Basic chatbot: Keeping context awareness
February 08, 2026
Welcome back! I hope you had a good holiday season and a great start to the new year. I ended up taking a little more time than I thought. Between holidays, traveling, and getting sick I managed to work on some coding, but could not get around to writing a blog post. Anyways, I’m back with the next post.
This week, I will demonstrate the basics of building a personal chatbot with a focus on prompt building and ensuring the chatbot remembers context. The models we will be using are GPT-2, which is the same as the model used in the last post, and GPT-4.1 nano. I will not be fine-tuning the GPT2 model since the point of this post is to show how to build a chatbot that maintains context, but if you are building one with a specific task in mind, you should align it to the task by fine-tuning the model as discussed in the previous post. GPT-4.1 nano does not need fine-tuning.
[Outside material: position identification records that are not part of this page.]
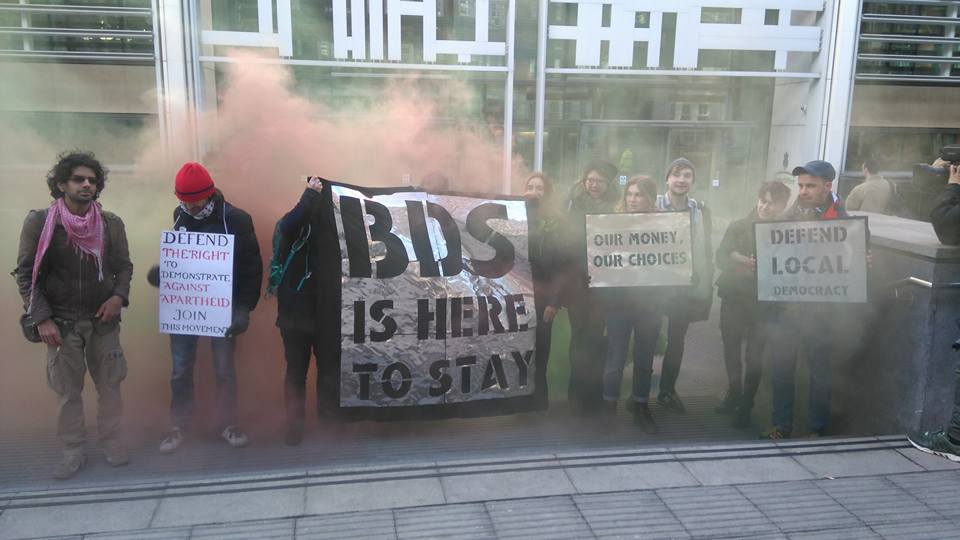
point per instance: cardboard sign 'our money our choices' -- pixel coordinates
(639, 250)
(812, 261)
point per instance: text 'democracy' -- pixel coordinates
(196, 283)
(812, 261)
(639, 250)
(437, 299)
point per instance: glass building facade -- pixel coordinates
(745, 92)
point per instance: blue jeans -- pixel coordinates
(644, 324)
(184, 352)
(810, 332)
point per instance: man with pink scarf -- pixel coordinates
(74, 270)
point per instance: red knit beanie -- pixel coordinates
(193, 183)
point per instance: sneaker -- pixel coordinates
(115, 452)
(294, 436)
(172, 441)
(937, 443)
(775, 434)
(235, 436)
(643, 419)
(671, 402)
(69, 465)
(729, 403)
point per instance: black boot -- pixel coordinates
(643, 419)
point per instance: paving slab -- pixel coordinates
(716, 512)
(274, 529)
(929, 462)
(506, 485)
(629, 515)
(228, 507)
(630, 477)
(870, 462)
(925, 530)
(461, 521)
(936, 490)
(876, 500)
(547, 518)
(74, 519)
(377, 495)
(798, 506)
(166, 533)
(375, 525)
(855, 533)
(724, 472)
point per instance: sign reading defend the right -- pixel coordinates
(812, 261)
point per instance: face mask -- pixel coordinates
(202, 214)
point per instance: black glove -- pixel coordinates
(153, 275)
(241, 321)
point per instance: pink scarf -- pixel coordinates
(84, 233)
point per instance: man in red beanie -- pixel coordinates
(203, 209)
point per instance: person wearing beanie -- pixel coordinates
(203, 209)
(808, 326)
(691, 304)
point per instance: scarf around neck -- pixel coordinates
(84, 233)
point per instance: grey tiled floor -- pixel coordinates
(911, 505)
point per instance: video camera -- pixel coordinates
(929, 178)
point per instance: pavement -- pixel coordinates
(871, 487)
(536, 475)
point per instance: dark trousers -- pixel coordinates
(954, 430)
(587, 353)
(740, 320)
(183, 349)
(297, 349)
(811, 333)
(678, 322)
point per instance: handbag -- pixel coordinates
(29, 328)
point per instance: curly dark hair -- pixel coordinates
(66, 163)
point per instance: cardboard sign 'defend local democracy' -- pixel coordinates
(812, 261)
(437, 299)
(639, 250)
(196, 283)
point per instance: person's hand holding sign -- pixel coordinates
(110, 309)
(314, 183)
(241, 321)
(749, 263)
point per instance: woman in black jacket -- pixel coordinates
(594, 193)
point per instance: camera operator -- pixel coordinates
(945, 215)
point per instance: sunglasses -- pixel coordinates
(79, 179)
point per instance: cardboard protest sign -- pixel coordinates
(639, 250)
(437, 299)
(196, 283)
(812, 261)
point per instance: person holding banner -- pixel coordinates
(691, 304)
(594, 193)
(633, 311)
(805, 325)
(740, 312)
(544, 227)
(73, 272)
(203, 209)
(304, 275)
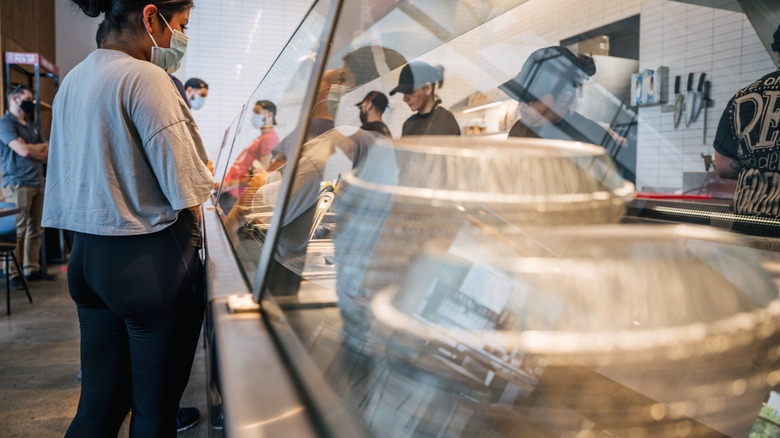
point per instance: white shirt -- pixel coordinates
(125, 154)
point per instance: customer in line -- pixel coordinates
(129, 184)
(371, 109)
(747, 147)
(196, 91)
(418, 82)
(187, 417)
(23, 150)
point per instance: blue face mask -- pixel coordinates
(258, 120)
(169, 59)
(197, 101)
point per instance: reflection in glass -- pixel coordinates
(285, 87)
(625, 329)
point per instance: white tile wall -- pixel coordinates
(694, 39)
(232, 43)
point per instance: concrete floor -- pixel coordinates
(39, 361)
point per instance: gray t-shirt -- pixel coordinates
(125, 154)
(19, 170)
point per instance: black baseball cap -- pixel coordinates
(415, 75)
(547, 70)
(776, 42)
(377, 98)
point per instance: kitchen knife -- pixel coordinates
(679, 102)
(690, 100)
(705, 101)
(698, 104)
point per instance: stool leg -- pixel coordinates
(21, 274)
(7, 287)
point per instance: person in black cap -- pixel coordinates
(418, 82)
(371, 109)
(747, 147)
(547, 88)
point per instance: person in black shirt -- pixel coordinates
(747, 147)
(371, 109)
(547, 88)
(418, 82)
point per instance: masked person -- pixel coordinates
(129, 184)
(747, 147)
(371, 109)
(418, 82)
(196, 90)
(255, 158)
(547, 88)
(23, 150)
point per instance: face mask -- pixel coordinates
(197, 101)
(258, 120)
(169, 59)
(334, 96)
(27, 106)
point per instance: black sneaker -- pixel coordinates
(186, 418)
(16, 283)
(38, 275)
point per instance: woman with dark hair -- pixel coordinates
(547, 88)
(129, 184)
(418, 82)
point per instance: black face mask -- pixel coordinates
(28, 106)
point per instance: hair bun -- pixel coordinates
(439, 72)
(93, 8)
(587, 64)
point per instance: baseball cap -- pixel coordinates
(377, 98)
(415, 75)
(776, 42)
(547, 70)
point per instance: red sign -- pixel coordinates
(21, 58)
(31, 59)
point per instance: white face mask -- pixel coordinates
(169, 59)
(335, 94)
(197, 101)
(258, 120)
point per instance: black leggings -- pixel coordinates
(140, 304)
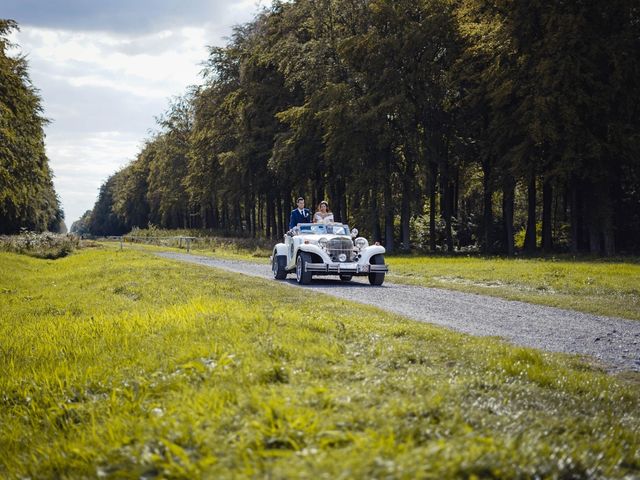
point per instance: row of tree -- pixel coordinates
(27, 197)
(430, 123)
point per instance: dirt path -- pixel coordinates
(613, 341)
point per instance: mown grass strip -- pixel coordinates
(121, 364)
(609, 288)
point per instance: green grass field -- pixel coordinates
(122, 364)
(610, 288)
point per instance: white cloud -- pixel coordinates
(103, 87)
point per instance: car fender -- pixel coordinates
(315, 249)
(370, 251)
(280, 249)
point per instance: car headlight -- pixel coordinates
(361, 243)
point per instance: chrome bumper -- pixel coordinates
(345, 268)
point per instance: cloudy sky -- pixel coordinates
(106, 69)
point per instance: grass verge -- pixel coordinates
(610, 288)
(121, 364)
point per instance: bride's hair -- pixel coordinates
(323, 202)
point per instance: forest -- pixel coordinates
(439, 125)
(28, 200)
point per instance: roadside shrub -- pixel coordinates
(40, 245)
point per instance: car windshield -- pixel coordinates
(322, 228)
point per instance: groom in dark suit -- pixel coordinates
(299, 215)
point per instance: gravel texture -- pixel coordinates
(615, 342)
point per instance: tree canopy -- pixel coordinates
(27, 196)
(438, 124)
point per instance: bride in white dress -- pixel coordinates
(323, 214)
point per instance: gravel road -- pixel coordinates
(613, 341)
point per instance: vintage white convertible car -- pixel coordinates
(327, 249)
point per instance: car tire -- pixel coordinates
(303, 277)
(376, 278)
(278, 266)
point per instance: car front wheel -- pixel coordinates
(302, 276)
(278, 265)
(376, 278)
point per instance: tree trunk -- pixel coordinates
(530, 235)
(575, 217)
(547, 205)
(405, 213)
(433, 182)
(375, 216)
(279, 224)
(508, 195)
(487, 214)
(388, 216)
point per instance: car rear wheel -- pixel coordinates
(376, 278)
(302, 276)
(278, 265)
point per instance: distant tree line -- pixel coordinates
(27, 197)
(438, 124)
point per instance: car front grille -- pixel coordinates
(336, 246)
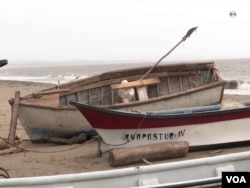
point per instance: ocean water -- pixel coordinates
(237, 70)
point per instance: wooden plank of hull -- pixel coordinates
(43, 123)
(34, 115)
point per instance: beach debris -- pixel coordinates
(13, 120)
(7, 148)
(232, 84)
(64, 141)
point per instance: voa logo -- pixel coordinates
(236, 179)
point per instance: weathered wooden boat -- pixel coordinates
(201, 127)
(48, 114)
(3, 62)
(206, 171)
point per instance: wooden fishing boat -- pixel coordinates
(3, 62)
(48, 114)
(205, 172)
(201, 127)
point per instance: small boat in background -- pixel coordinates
(47, 114)
(202, 127)
(3, 62)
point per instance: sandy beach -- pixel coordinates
(51, 159)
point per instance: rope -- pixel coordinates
(58, 151)
(37, 151)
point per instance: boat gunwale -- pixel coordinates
(157, 117)
(133, 103)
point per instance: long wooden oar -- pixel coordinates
(190, 31)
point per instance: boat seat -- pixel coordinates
(137, 83)
(140, 86)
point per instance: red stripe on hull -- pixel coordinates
(105, 119)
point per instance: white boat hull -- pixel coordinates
(199, 135)
(42, 123)
(158, 175)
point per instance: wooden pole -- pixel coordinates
(13, 121)
(190, 31)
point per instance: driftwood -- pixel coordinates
(10, 150)
(13, 121)
(74, 140)
(150, 152)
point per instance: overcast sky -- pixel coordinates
(123, 29)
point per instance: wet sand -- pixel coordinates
(51, 159)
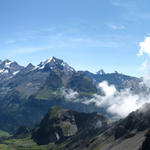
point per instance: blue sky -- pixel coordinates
(87, 34)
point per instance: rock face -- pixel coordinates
(26, 93)
(60, 124)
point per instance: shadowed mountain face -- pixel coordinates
(59, 124)
(27, 93)
(63, 129)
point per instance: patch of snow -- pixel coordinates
(3, 71)
(16, 72)
(7, 64)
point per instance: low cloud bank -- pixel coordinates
(120, 104)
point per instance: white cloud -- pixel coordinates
(116, 27)
(109, 90)
(118, 103)
(144, 47)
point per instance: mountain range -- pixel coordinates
(27, 93)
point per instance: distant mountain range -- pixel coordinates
(27, 93)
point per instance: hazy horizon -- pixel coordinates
(88, 35)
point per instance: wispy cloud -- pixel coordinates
(115, 26)
(53, 38)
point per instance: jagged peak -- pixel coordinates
(52, 63)
(101, 72)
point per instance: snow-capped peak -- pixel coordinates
(53, 63)
(101, 72)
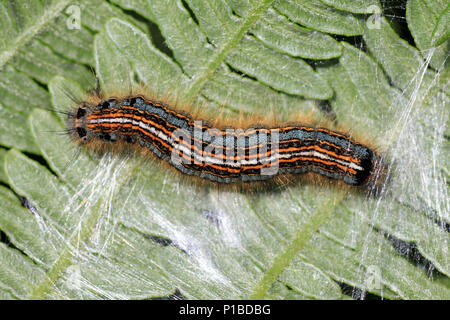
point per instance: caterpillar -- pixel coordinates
(222, 155)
A chatbot differs from what we’ve previously covered in a specific aspect, which is context. A decoder, as in the previous post, is good for single-turn text generation but it will not be able to ‘‘hold’’ a conversation since they are inherently stateless. On the other hand, chatbots need to be able to remember what you previously said in the conversation and keep it for when you ask something related to it. For example, if you ask ‘‘how long does it take to get from San Francisco to Los Angeles?’’ The chatbot will answer your question. But if you then ask ‘‘once there, where can I get some good Mexican food?’’ The chatbot will no longer know that you are traveling from San Francisco to Los Angeles, so it will not know that you are trying to find Mexican food in Los Angeles.
This difference makes chatbots inherently more challenging to design since they must now maintain a dialogue state and generate fluent responses. We must constantly reconstruct the context and feed it back into the model. A few ways of doing this are:
- Sliding window memory
- Keeps the last $N$ messages and feeds them back into the model.
- This approach keeps the context prompt relatively small and reduces the computation needed to generate a response.
- Summarized memory
- Summarizes past dialogue and keeps last $N$ messages.
- This approach helps preserve important details that may have been discussed early in the conversation.
- Structured memory
- Stores information that is considered to be relevant, such as user preferences and tasks.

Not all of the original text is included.